Colorer les œufs de Pâques dans la tradition roumaine
Etape 1 : Trouver de jolies petites feuilles dans le jardin. Persil, fenouil, rosier, cyprès, framboisier,…
Etape 2 : Tenter de les coincer entre un œuf et un vieux bas.
Etape 3 : Faire bouillir les œufs ainsi habillés dans un bain de pelures d’oignons, si si. C’est pas très glamour pour l’instant. Et les laisser tremper dans leur jus de chaussettes toute la nuit. Ne vous inquiétez pas.
Etape 4 : Déshabiller les œufs et, parfois, sur certains œufs où la chaussette était bien serrée, contempler comme la coquille a pris une couleur brune-rouille laissant l’ombre de la feuille apparaître. Magnifique.

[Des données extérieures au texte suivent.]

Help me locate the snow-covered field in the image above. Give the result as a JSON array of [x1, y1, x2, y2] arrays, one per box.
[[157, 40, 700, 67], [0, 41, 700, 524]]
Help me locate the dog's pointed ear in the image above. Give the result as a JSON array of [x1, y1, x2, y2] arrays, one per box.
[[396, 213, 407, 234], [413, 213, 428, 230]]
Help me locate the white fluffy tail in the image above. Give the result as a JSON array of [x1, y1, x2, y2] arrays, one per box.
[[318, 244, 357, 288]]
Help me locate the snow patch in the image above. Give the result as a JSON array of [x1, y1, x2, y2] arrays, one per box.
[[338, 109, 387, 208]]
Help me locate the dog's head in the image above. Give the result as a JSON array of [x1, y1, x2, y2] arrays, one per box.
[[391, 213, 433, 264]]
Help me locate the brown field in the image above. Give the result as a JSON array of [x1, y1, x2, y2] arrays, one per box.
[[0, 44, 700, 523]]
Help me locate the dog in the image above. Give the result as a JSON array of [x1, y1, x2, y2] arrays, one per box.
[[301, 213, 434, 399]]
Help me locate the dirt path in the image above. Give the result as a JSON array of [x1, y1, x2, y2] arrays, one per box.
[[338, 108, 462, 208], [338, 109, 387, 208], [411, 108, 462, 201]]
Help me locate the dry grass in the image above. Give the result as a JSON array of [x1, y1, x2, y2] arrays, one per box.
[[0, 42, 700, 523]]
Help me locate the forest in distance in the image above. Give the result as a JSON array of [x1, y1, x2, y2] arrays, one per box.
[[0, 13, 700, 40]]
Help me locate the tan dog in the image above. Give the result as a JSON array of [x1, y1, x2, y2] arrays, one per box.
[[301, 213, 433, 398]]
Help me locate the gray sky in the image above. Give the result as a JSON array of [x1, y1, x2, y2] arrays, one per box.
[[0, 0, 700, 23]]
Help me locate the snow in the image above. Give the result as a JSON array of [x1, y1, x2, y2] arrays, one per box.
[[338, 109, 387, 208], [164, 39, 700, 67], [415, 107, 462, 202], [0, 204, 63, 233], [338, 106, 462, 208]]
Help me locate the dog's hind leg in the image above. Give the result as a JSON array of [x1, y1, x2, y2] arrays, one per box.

Pendant tout ce temps, le gigot a tranquillement cuit dans le four pendant 7 heures. Voilà encore un beau repas de Pâques, en famille et en terrasse. Le deuxième en deux semaines. Il va falloir qu’on trouve quelque chose de nouveau à fêter dimanche prochain… (C’est quand la fin du ramadan ?)
Hier, j’ai retrouvé deux carnets de croquis à coloriser à l’aquarelle. Je me souvenais que j’avais fait des dessins à Nauplie, Florence, Kotor… Je les ai retrouvés au fond de mon minuscule placard de fringues ! Comme quoi, les miracles existent.